Notification Threshold Under the Hart-Scott-Rodino Act Increased to $68.2 million

By on January 27, 2012

by Jon B. Dubrow, Joseph F. Winterscheid and Carla A. R. Hine

The U.S. Federal Trade Commission (FTC) recently announced revised thresholds for the Hart-Scott-Rodino Antitrust Improvements Act of 1976 (HSR) and 2012 thresholds for determining whether parties trigger the prohibition against interlocking directors under Section 8 of the Clayton Act.

Notification Threshold Adjustments

Pursuant to the amendments passed by the U.S. Congress in 2000, the FTC published revised thresholds for HSR pre-merger notifications in the Federal Register on January 27, 2012.  These revised thresholds will become effective on February 27, 2012.  Any transaction completed and any HSR pre-merger notifications filed on or after February 27, 2012, must comply with these new thresholds.
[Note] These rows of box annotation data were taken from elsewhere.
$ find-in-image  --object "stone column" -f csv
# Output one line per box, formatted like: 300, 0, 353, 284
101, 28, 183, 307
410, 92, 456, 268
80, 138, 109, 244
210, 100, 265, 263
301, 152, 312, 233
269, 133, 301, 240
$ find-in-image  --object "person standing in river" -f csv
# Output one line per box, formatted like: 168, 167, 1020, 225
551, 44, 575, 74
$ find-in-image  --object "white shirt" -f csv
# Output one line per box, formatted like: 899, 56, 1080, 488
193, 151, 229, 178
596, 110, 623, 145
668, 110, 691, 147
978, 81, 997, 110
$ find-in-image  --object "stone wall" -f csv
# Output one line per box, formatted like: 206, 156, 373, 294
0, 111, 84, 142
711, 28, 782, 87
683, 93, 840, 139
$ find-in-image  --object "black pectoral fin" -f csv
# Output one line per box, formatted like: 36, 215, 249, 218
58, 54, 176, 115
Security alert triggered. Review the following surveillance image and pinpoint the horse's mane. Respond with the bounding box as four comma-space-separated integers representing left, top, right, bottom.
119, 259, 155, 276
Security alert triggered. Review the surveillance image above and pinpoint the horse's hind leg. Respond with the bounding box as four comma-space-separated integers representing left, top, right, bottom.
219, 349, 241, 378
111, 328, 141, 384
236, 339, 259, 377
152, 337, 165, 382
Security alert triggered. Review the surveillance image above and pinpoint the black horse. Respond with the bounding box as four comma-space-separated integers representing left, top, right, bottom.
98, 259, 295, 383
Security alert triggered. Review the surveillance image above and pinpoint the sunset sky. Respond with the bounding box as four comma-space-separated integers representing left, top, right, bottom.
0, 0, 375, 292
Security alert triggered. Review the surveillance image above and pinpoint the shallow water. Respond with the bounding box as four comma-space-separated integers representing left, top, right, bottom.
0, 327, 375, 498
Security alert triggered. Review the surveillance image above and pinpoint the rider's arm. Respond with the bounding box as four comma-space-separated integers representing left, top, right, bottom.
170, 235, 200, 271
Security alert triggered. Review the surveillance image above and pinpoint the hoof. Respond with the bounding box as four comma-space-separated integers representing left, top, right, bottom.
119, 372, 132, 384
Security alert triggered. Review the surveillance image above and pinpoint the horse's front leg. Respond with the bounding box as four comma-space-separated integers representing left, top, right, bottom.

As required, the FTC adjusted the notification thresholds based on the change in the gross national product (GNP) for the fiscal year ending September 30, 2011.   Most notably, the base filing threshold of $50 million, which frequently determines whether a transaction requires filing of an HSR notification, will increase from $66.0 million to $68.2 million.  The changes also will affect other dollar-amount thresholds:

  • The alternative statutory size-of-transaction test, which captures all transactions valued above $200 million regardless of the “size-of-persons,” will be adjusted to $272.8 million.
  • The statutory size-of-person thresholds (applicable to transactions valued at less than $272.8 million, but more than $68.2 million) will increase from $13.2 million to $13.6 million and from $126.9 million to $131.9 million.

The adjustments will affect parties contemplating HSR notifications in various ways.   Parties may be relieved from the obligation to file a notification for transactions closed on or after February 27, 2012, that result in holdings below the adjusted base threshold.  For example, a transaction resulting in the acquiring person holding voting securities or assets valued at less than $68.2 million would not be reportable on or after the effective date.  The adjustments will also affect various exemptions under the HSR rules.  For example, acquisitions of foreign assets and voting securities of foreign issuers will now be exempt unless they generated U.S. sales in excess of $68.2 million or, in the case of foreign voting securities, the issuer has assets in the United States valued in excess of $68.2 million.

Parties may also realize a benefit of lower notification filing fees for transactions that just cross current thresholds.   Under the rules, the acquiring person must pay a filing fee, although the parties may allocate that fee amongst themselves.  Filing fees for HSR-reportable transactions will remain unchanged for now (although the FTC is pursuing filing fee increases).  However, the applicable filing fee tiers will shift upward as a result of the GNP-indexing adjustments:

  • Transactions valued at or in excess of $68.2 million, but less than $136.4 million require a $45,000 filing fee.
  • Transactions valued at or in excess of $136.4 million, but less than $682.1 million require a $125,000 filing fee.
  • Transactions valued at or above $682.1 million require a $280,000 filing fee.

Interlocking Directorate Thresholds Adjustment

On January 27, 2012, the FTC published revised thresholds for interlocking directorates, which are effective immediately.   The FTC revises these thresholds annually based on the change in the level of GNP.  Section 8 of the Clayton Act prohibits a person from serving as a director or officer of two competing corporations if certain thresholds are met.  The prohibition against interlocking directors applies if each corporation has more than $10 million (as adjusted) in capital, surplus and undivided profits; however, the prohibition does not apply if either corporation has less than $1 million (as adjusted) in competitive sales.  Pursuant to the recently revised thresholds, Section 8 of the Clayton Act applies to corporations with more than $27,784,000 in capital, surplus and undivided profits, while it does not apply where either corporation has less than $2,778,400 in competitive sales.